I plan on attending Sierra starting next fall(ish). What sold me on Sierra was the following.

1. Location. I will get plenty of actual instrument time without having to fly through thunderstorms. I will get fewer cancelations because of weather. I won't have to endure 150 degree heat and 500% humidity. The bay area is a really fun place to live (but expensive). I'll be operating in Bravo and Charlie airspace - good experience for an aspiring professional pilot.

2. Instruction. Sierra has higher standards for their instructors, thus I will both get better instruction and I will be a better instructor. In fact, another complaint I hear is that their CFI program takes too long. Well, the reason it takes so long is because they expect you to learn more.

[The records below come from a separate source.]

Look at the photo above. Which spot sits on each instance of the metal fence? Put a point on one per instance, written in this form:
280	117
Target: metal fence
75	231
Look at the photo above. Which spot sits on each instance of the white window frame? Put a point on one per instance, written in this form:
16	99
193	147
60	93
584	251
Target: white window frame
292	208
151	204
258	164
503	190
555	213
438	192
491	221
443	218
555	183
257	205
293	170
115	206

3. It just feels like a good fit.

4. Personal reasons.

What I suggest you do is trust your instinct. What was your overall feeling about the academy after the tour? Visit some other schools and compare. Do some research on your own before you decide you won't go just becasue of some horror story someone (who probably has no first hand knowledge) tells you. All schools have their horror stories by the way. Look into all stories you hear (good or bad) to check their validity.

Good luck.


New Member
If your goal is to fly for an airline, you'd be wise to find someone who does, or has, administered interviews to pilots applying to their airline. I have found them to be a very factual source of unbiased information. They can tell you that some flight schools breed bad habits that a pilot "ends up paying for the rest of his career." The airline interviewers that I have spoken to say there is a "night and day" difference between those who were trained at Sierra (or a few other major flight academies) versus some other place. Let me be clear, coming from Sierra does not get you the job, coming from Sierra gives you the knowledge & skills to excel in the interview and succeed as a highly proficient pilot. Sierra grads continue to be hired into regional airline positions, often over candidates with more experience - due to the depth and quality of the training. With regard to reputation - the only reputation that matters to me is Sierra's reputation with airlines. Airlines will tell you that Sierra grads rank among the very top.